Ao adiar a audiência, o SC decidiu que os advogados podem apresentar um pedido de audiência antecipada em caso de emergência.
Após a audiência, Siddiqui, junto com Shireen Mazari, ex-ministra e mãe de Imaan, cortaram um bolo de chocolate para comemorar o aniversário de Imaan.
Os activistas dos direitos humanos Afrasiab Khattak, Farhatullah Babar, Tahir Abdullah e vários outros advogados também estiveram presentes.
caso
A polêmica central no caso decorre de uma denúncia apresentada pelo vice-diretor (investigador) da Agência Nacional de Investigação de Crimes Cibernéticos (NCCIA) em Islamabad em 12 de agosto de 2025, perante Peka.
A queixa da NCCIA acusa Mazari de “divulgar e disseminar declarações simpáticas a grupos terroristas hostis e organizações proscritas”, enquanto o seu marido está implicado na alegada repostagem de algumas das suas publicações.
A FIR no caso alegou que a dupla culpou as forças de segurança pelos casos de pessoas desaparecidas em Khyber Pakhtunkhwa e no Baluchistão.
Afirmou também que retratava os militares como impotentes contra grupos proibidos, como o banido Exército de Libertação Balúchi (BLA) e o Talibã do Paquistão (TTP).
O juiz distrital e de sessões adicionais Muhammad Afzal Majoka indiciou Imaan e Hadi em 30 de outubro de 2025 e emitiu mandados de prisão contra o casal em 5 de novembro de 2025.
Mais tarde naquele mês, um advogado do casal nomeado pelo Estado recusou-se a interrogar as testemunhas da acusação, dizendo que não poderia “fazer perguntas por ditado”. Eles foram então nomeados novos advogados pelo tribunal.
Após múltiplas audiências e repetidas faltas de comparecimento, o tribunal revogou a fiança provisória em 14 de janeiro e reemitiu mandados de prisão alguns dias depois.
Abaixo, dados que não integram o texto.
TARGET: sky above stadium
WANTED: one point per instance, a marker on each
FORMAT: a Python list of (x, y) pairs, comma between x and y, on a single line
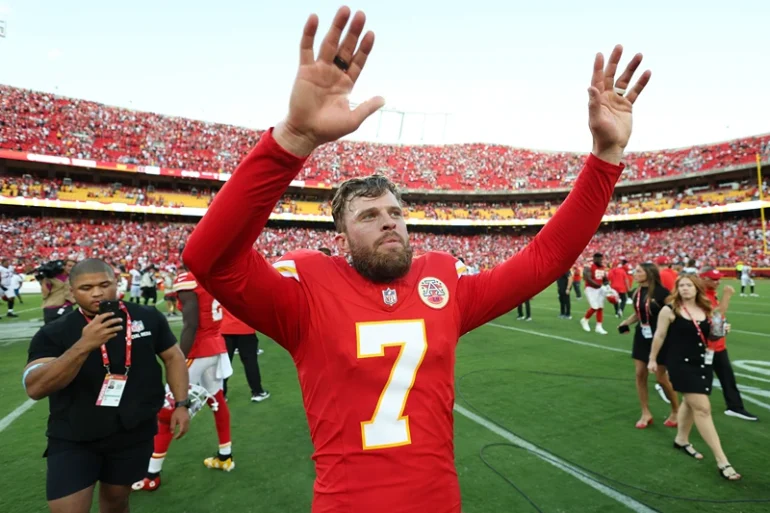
[(509, 72)]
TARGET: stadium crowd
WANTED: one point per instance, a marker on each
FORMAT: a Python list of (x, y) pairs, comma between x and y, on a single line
[(29, 241), (43, 123), (36, 187)]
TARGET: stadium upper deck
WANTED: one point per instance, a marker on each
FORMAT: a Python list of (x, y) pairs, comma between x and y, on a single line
[(44, 124)]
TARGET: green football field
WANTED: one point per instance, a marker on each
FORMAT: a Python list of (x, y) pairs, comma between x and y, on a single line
[(541, 406)]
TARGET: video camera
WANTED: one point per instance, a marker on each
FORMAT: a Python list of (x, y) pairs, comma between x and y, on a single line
[(49, 270)]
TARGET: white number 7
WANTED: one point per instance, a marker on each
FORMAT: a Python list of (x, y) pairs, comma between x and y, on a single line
[(216, 311), (388, 426)]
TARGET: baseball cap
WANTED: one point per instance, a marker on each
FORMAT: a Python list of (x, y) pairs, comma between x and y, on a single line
[(713, 274)]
Os dois então contestaram a ordem de prisão perante o IHC.
As suas condenações foram contestadas perante a IHC em 7 de Fevereiro, na sequência das suas condenações, que foram amplamente condenadas por advogados e especialistas das Nações Unidas (ONU). O Tribunal Superior emitiu um aviso de recurso em 19 de fevereiro.
Em 30 de abril, transferiram outro requerimento ao SC solicitando audiência antecipada do recurso contra a condenação.
Imaan e Hadi estão presos desde 23 de janeiro, um dia antes de serem condenados no caso postado nas redes sociais, em casos separados registados por alegadamente protestarem fora do IHC e maltratarem o presidente da Ordem dos Advogados do IHC (IHCBA).